Time Since Last Post: 1 hour
Time This Week: 4 hours
I continue to suffer the imaginative ructions caused by my revelations on orbital mechanics and relict technologies. Lovely. This stuff is fun! And I am looking forward to starting a fresh draft in June or so - I still have to figure out some timelines and plot arcs before that, though.
On another subject, I have already posted this on Facebook but wanted to add some more commentary on an interesting process post from Antony Johnston. I quite like his process, if only because he seems to need as much review and rewriting of tasks and notes as I do. The thing is that he actually does it.
I recognised a long time ago that I need to rewrite todo lists (not, in fact, that I necessarily do so) but I had never really thought about how that applies to my writing. Having a notepad with me is also something that I have practiced pretty consistently for some years, but I have been keeping separate notepads for actions and ideas. The actions pad is a small disposable thing, the ideas notebooks have always been more impressive and durable items.
I have recently not been carrying an ideas pad, because I didn't use it. Why? Because I was constraining what I should write in it. A typical first page would be some note on how a particular kind of idea should go into it, or how only good handwriting or a fine pen should be used (a fine indicator of a historically poor hand right there). The primary lesson of NaNoWriMo is to not edit before writing. And I never reread things either: if I should have learned anything from Getting Things Done it's that review is the point. Without review things effectively haven't happened.

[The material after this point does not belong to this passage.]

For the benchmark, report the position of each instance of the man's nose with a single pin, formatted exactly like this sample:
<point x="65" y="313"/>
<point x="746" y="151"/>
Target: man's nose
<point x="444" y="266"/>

So, time to get back to having an ideas book to carry around and to actually write in it, but also time to implement a process for what happens to ideas once they're in the book.
As I say, this stuff is fun. Time to get back to having some of it.
Update - and Getting Things Written is really interesting too: ideas for making GTD work for writers (or at least for the writer Antony Johnston). Very striking, since he hits so many of the points that I have struggled with in making GTD work for me.